We ordered two more of these switches off eBay (a replacement plus a spare), and those arrived today. After testing both of them, I was able to swap out the bad one and figure out exactly what had happened to it.

How I test a switch

This is pretty basic and generic, but maybe someone will find it useful.

  1. Grab the reference manual and hard-reset the switch to factory defaults.
  2. Connect directly to the switch with an ethernet cable. Does the port light up?
  3. Manually set your computer’s IP address to correspond to the switch’s defaults. In this case, the Netgear’s default IP is 192.168.0.239 with a subnet mask of 255.255.255.0, so I set my computer to 192.168.0.20 and the same subnet.
  4. Try to ping the switch at its default address. Does it respond? If not, plug in another computer and set its IP address manually as well. Can you ping it? Try it across several ports.
  5. From your browser, try to log in to the switch’s web interface. In this case I browsed to http://192.168.0.239 and was greeted with the login screen.
  6. Try transferring data between two computers connected through the switch. In my case I was testing with two Windows machines, so I used NetCPS to benchmark these transfers. Again, use several different ports. If the ports are visibly divided between “banks” of 4 or 8 ports, test each bank. (Testing each individual port is overkill in most cases.)
  7. Managed switchesThe GS748T doesn’t have a separate console port or a CLI, so this point wasn’t applicable in this particular case. On another occasion though, when I had an HP ProCurve switch that was acting up, connecting via the console port revealed a barrage of error messages and an endless cycle of rebooting. Having a saved copy of this output was very helpful when I was on the phone with the manufacturer demanding a warranty replacement. usually have their own OS with a command-line interface that you can open by connecting through a separate “console” port (either RJ-45 or serial DB-9). Try to log in through this interface and poke around. Refer to the switch’s manual for details.

So what happened here?

In the case of our failing Netgear GS748T, after I pulled it out I found it was still “working”: I could connect to its web interface, and even send data between a couple of computers connected via the switch, but several things indicated something was wrong.

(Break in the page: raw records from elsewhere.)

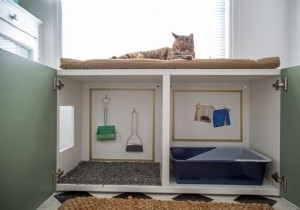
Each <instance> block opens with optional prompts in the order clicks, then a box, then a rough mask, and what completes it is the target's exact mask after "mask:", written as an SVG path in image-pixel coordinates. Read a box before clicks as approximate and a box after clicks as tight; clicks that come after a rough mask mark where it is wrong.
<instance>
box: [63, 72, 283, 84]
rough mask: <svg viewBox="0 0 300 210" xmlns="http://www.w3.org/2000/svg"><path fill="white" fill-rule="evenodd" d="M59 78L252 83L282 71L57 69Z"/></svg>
mask: <svg viewBox="0 0 300 210" xmlns="http://www.w3.org/2000/svg"><path fill="white" fill-rule="evenodd" d="M57 75H58V76H62V77H67V78H70V79H73V80H76V81H80V82H97V81H99V82H102V81H106V82H118V81H120V82H129V81H140V82H147V81H151V82H158V81H162V78H161V77H162V76H164V75H170V76H171V77H172V78H171V82H251V81H255V80H261V79H265V78H268V77H273V76H279V75H280V69H148V70H146V69H126V70H124V69H99V70H97V69H93V70H89V69H87V70H58V71H57Z"/></svg>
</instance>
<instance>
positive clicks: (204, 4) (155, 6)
mask: <svg viewBox="0 0 300 210" xmlns="http://www.w3.org/2000/svg"><path fill="white" fill-rule="evenodd" d="M229 1H230V0H185V1H182V0H101V1H99V0H61V6H62V8H61V9H62V57H69V58H77V59H92V58H110V57H111V56H119V55H122V54H125V53H129V52H135V51H142V50H152V49H157V48H161V47H171V46H172V44H173V40H174V38H173V36H172V32H174V33H176V34H179V35H189V34H191V33H193V34H194V42H195V52H196V58H210V57H211V58H220V57H229V25H230V24H229V14H230V7H229Z"/></svg>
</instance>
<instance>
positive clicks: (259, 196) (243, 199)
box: [234, 195, 276, 206]
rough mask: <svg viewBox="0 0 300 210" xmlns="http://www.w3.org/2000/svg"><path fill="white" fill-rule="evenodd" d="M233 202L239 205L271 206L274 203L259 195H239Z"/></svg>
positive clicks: (272, 205) (264, 197)
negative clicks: (259, 203) (236, 203)
mask: <svg viewBox="0 0 300 210" xmlns="http://www.w3.org/2000/svg"><path fill="white" fill-rule="evenodd" d="M234 201H236V202H239V203H263V204H264V203H266V204H269V205H270V206H273V205H274V204H275V203H276V201H275V200H272V199H269V198H266V197H263V196H260V195H240V196H239V197H237V198H236V199H234Z"/></svg>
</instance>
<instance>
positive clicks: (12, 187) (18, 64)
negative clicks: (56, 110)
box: [0, 49, 57, 210]
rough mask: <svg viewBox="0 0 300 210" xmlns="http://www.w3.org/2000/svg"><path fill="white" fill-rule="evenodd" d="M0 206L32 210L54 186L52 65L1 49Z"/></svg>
mask: <svg viewBox="0 0 300 210" xmlns="http://www.w3.org/2000/svg"><path fill="white" fill-rule="evenodd" d="M0 64H1V65H0V168H1V172H0V209H3V210H4V209H5V210H18V209H22V210H27V209H28V210H33V209H36V208H37V207H39V206H40V205H41V204H42V203H43V202H44V201H45V200H46V199H47V198H48V197H49V196H50V195H51V194H52V193H53V192H54V190H55V185H53V183H52V173H53V172H54V171H55V168H56V116H57V112H56V93H55V92H53V90H52V85H53V77H54V76H55V75H56V70H54V69H52V68H49V67H46V66H43V65H41V64H38V63H35V62H32V61H29V60H26V59H24V58H21V57H19V56H16V55H13V54H11V53H8V52H6V51H3V50H1V49H0Z"/></svg>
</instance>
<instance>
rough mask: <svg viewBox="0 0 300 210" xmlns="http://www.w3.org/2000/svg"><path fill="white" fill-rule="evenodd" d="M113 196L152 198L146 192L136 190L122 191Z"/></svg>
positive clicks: (137, 198) (142, 198)
mask: <svg viewBox="0 0 300 210" xmlns="http://www.w3.org/2000/svg"><path fill="white" fill-rule="evenodd" d="M113 198H122V199H128V198H137V199H152V198H151V197H150V196H148V195H146V194H144V193H135V192H126V193H122V194H120V195H116V196H114V197H113Z"/></svg>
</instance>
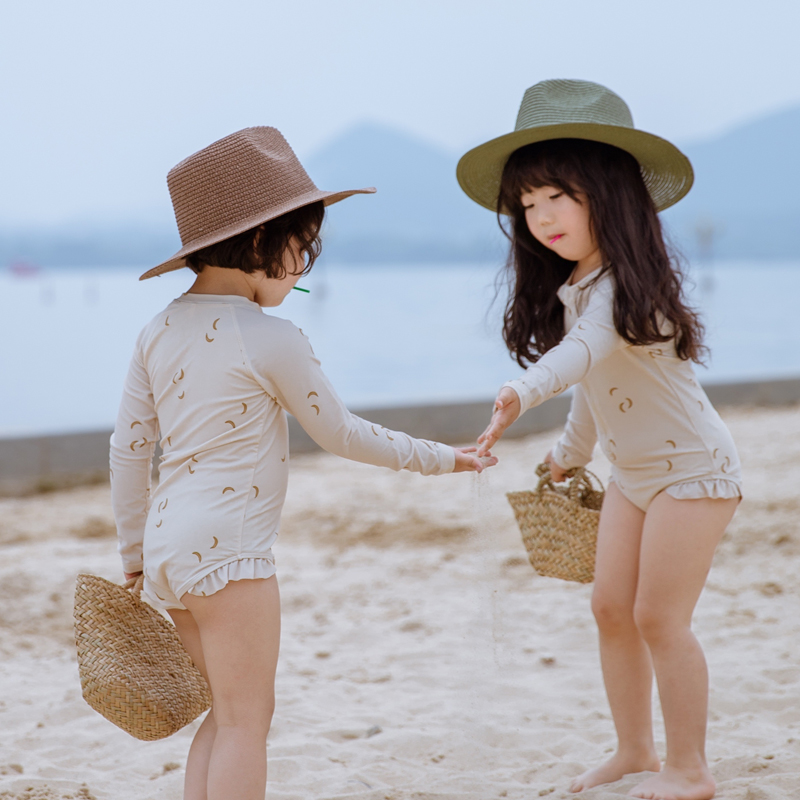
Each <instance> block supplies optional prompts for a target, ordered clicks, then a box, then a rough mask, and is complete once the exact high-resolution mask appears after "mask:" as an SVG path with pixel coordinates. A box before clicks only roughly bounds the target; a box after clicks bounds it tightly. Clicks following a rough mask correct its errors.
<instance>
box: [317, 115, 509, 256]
mask: <svg viewBox="0 0 800 800" xmlns="http://www.w3.org/2000/svg"><path fill="white" fill-rule="evenodd" d="M457 162H458V155H457V154H455V153H450V152H448V151H446V150H443V149H440V148H437V147H436V146H434V145H431V144H429V143H427V142H424V141H421V140H419V139H416V138H414V137H412V136H410V135H408V134H406V133H403V132H402V131H398V130H395V129H393V128H388V127H385V126H381V125H375V124H362V125H359V126H357V127H355V128H352V129H350V130H348V131H346V132H345V133H344V134H342V135H341V136H338V137H337V138H335V139H334V140H333V141H331V142H329V143H328V144H327V145H326V146H325V147H323V149H322V150H320V151H318V152H317V153H316V154H315V155H314V156H313V157H312V158H310V159H309V160H308V164H307V167H308V171H309V174H310V175H311V177H312V178H313V179H314V181H315V183H316V184H317V186H319V187H320V188H324V189H335V190H339V189H356V188H362V187H366V186H376V187H377V189H378V191H377V193H376V194H375V195H367V196H357V197H355V198H352V199H348V200H345V201H344V202H342V203H339V204H337V205H335V206H333V207H332V208H331V209H330V213H329V214H328V224H327V229H326V233H325V252H326V257H327V258H329V259H331V260H332V261H337V260H347V261H350V262H352V261H368V262H375V261H384V262H386V261H476V260H478V261H485V260H487V259H492V258H496V257H497V254H498V252H499V245H500V240H501V238H502V234H501V233H500V231H499V229H498V227H497V220H496V217H495V215H494V214H492V213H491V212H490V211H488V210H486V209H485V208H481V207H480V206H477V205H476V204H475V203H473V202H472V201H471V200H470V199H469V198H467V196H466V195H465V194H464V193H463V192H462V191H461V189H460V188H459V186H458V183H457V182H456V179H455V172H456V163H457Z"/></svg>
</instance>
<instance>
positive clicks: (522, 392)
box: [505, 278, 628, 413]
mask: <svg viewBox="0 0 800 800" xmlns="http://www.w3.org/2000/svg"><path fill="white" fill-rule="evenodd" d="M587 291H588V292H589V298H588V301H587V304H586V308H585V309H584V311H583V313H582V314H581V316H580V317H578V320H577V322H576V323H575V325H573V327H572V328H571V330H570V331H569V333H568V334H567V335H566V336H565V337H564V338H563V339H562V340H561V341H560V342H559V343H558V344H557V345H556V346H555V347H553V348H551V349H550V350H548V351H547V352H546V353H545V354H544V355H543V356H542V357H541V358H540V359H539V360H538V361H537V362H536V363H535V364H533V365H532V366H531V367H529V368H528V369H527V370H526V371H525V373H524V374H523V375H522V376H521V377H520V378H518V379H517V380H514V381H509V382H508V383H506V384H505V386H508V387H509V388H511V389H513V390H514V391H515V392H516V393H517V395H518V396H519V401H520V404H521V405H522V411H521V412H520V413H522V412H524V411H527V410H528V409H529V408H533V407H534V406H538V405H541V404H542V403H544V401H545V400H549V399H550V398H551V397H555V396H556V395H559V394H561V393H562V392H563V391H565V390H566V389H568V388H569V387H570V386H575V385H576V384H578V383H580V382H581V381H582V380H583V379H584V378H585V377H586V376H587V375H588V374H589V372H591V370H592V369H594V367H595V366H596V365H597V364H598V363H600V362H601V361H602V360H603V359H604V358H607V357H608V356H610V355H611V354H612V353H613V352H615V351H616V350H621V349H622V348H623V347H627V346H628V343H627V342H626V341H625V340H624V339H623V338H622V337H621V336H620V335H619V334H618V333H617V329H616V328H615V327H614V307H613V306H614V283H613V281H612V280H611V279H610V278H606V279H601V280H600V281H598V283H596V284H595V285H594V286H592V287H590V289H588V290H587Z"/></svg>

First of all, pinging the switch itself while plugged into it directly was yielding response times of 7–14ms. This may seem pretty fast, but an acceptable response time is more like 1ms, max.

Second, by looking at the error counters in the switch’s web interface, I noticed Rx errors piling up after only a few minutes:

Rx errors piling up after only a few minutes of traffic
Rx errors piling up after only a few minutes of traffic

An acceptable number of errors is zero, assuming there is no problem with the cables themselves.

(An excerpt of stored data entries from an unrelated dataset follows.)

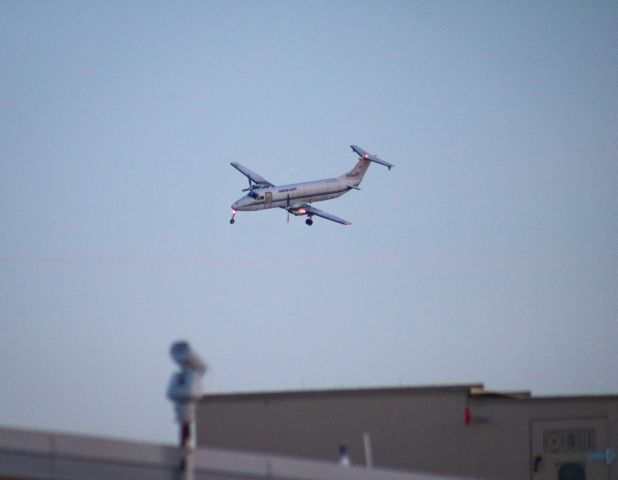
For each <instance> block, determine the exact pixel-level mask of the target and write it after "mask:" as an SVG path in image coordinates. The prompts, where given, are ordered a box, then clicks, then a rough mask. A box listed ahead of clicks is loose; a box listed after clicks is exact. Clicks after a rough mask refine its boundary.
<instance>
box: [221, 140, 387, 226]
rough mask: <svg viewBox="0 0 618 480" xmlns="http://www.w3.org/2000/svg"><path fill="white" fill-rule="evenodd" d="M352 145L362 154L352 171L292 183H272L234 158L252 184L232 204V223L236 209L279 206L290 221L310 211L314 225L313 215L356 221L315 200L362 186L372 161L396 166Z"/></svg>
mask: <svg viewBox="0 0 618 480" xmlns="http://www.w3.org/2000/svg"><path fill="white" fill-rule="evenodd" d="M350 148H351V149H352V150H353V151H354V152H355V153H356V154H357V155H358V156H359V159H358V162H357V163H356V165H355V167H354V168H353V169H352V170H350V171H349V172H347V173H344V174H343V175H340V176H338V177H336V178H326V179H324V180H315V181H313V182H302V183H292V184H289V185H281V186H276V185H274V184H272V183H270V182H269V181H268V180H266V179H265V178H263V177H262V176H260V175H258V174H257V173H255V172H253V171H251V170H249V169H248V168H247V167H245V166H244V165H241V164H240V163H238V162H231V163H230V165H232V167H234V168H235V169H236V170H238V171H239V172H240V173H242V174H243V175H244V176H246V177H247V179H248V180H249V188H245V189H244V190H242V191H243V192H249V193H247V195H245V196H244V197H242V198H240V199H238V200H237V201H235V202H234V203H233V204H232V218H231V219H230V223H231V224H232V225H233V224H234V222H235V218H236V213H238V212H239V211H254V210H265V209H267V208H275V207H278V208H283V209H284V210H287V212H288V222H289V221H290V213H291V214H292V215H295V216H301V215H307V219H306V220H305V223H306V224H307V225H309V226H311V225H313V219H312V217H313V216H316V217H321V218H325V219H326V220H330V221H332V222H336V223H340V224H342V225H345V226H349V225H352V224H351V223H350V222H348V221H347V220H344V219H343V218H339V217H337V216H335V215H333V214H331V213H327V212H324V211H322V210H319V209H317V208H315V207H314V206H313V205H311V203H312V202H321V201H323V200H330V199H332V198H337V197H340V196H341V195H343V194H344V193H347V192H349V191H350V190H360V188H358V186H359V185H360V183H361V181H362V180H363V176H364V175H365V172H366V171H367V169H368V168H369V165H370V164H371V162H374V163H379V164H380V165H384V166H385V167H388V169H389V170H390V169H391V168H392V167H394V165H393V164H392V163H388V162H387V161H385V160H382V159H381V158H379V157H378V156H377V155H373V154H371V153H367V152H366V151H365V150H363V149H362V148H360V147H357V146H356V145H350Z"/></svg>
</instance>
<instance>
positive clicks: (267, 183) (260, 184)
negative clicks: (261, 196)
mask: <svg viewBox="0 0 618 480" xmlns="http://www.w3.org/2000/svg"><path fill="white" fill-rule="evenodd" d="M230 165H231V166H232V167H234V168H235V169H236V170H238V171H239V172H240V173H242V174H243V175H244V176H245V177H247V178H248V179H249V185H250V186H251V182H253V183H255V184H256V185H257V186H258V187H274V185H273V184H272V183H270V182H269V181H268V180H266V179H265V178H264V177H262V176H260V175H258V174H257V173H255V172H254V171H252V170H249V169H248V168H247V167H245V166H244V165H241V164H240V163H238V162H231V163H230Z"/></svg>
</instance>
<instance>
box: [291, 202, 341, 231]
mask: <svg viewBox="0 0 618 480" xmlns="http://www.w3.org/2000/svg"><path fill="white" fill-rule="evenodd" d="M302 208H303V209H305V210H306V211H307V214H308V215H316V216H318V217H322V218H325V219H326V220H330V221H331V222H336V223H340V224H341V225H345V226H346V227H347V226H348V225H352V222H348V221H347V220H344V219H343V218H339V217H337V216H335V215H333V214H332V213H327V212H324V211H323V210H319V209H317V208H315V207H314V206H312V205H309V204H308V203H306V204H304V205H303V206H302Z"/></svg>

All of this points towards some degradation that destroys performance when traffic increases past a certain point.

Finally, just for the heck of it, we opened up the switch’s casing and took a look at its innards.

The inside of the Netgear GS748T
The inside of the Netgear GS748T

The capacitors with flat tops (such as the group of four on the left) are in good shape, but the ones with bulging, rounded tops (there are three in this pic) have definitely gone bad. Hardware companies often try to save money by getting cheap, low-quality capacitors, and when they fail, they start to bulge like this.

The failed capacitors definitely seem to explain our problem. Personally, I would not have bothered unscrewing the casing on the failed switchNor would I have ordered the same make/model as a replacement. The “new” switches are a later revision than the originals, though (GS748Tv3H1 vs GS748Tv1H3) so hopefully that represents some improvement., but it was a good way to confirm that we were in fact dealing with a hardware failure. You might also want to do this if you ever order used network gear; if any of the capacitors are bulging like this you know to return the item immediately.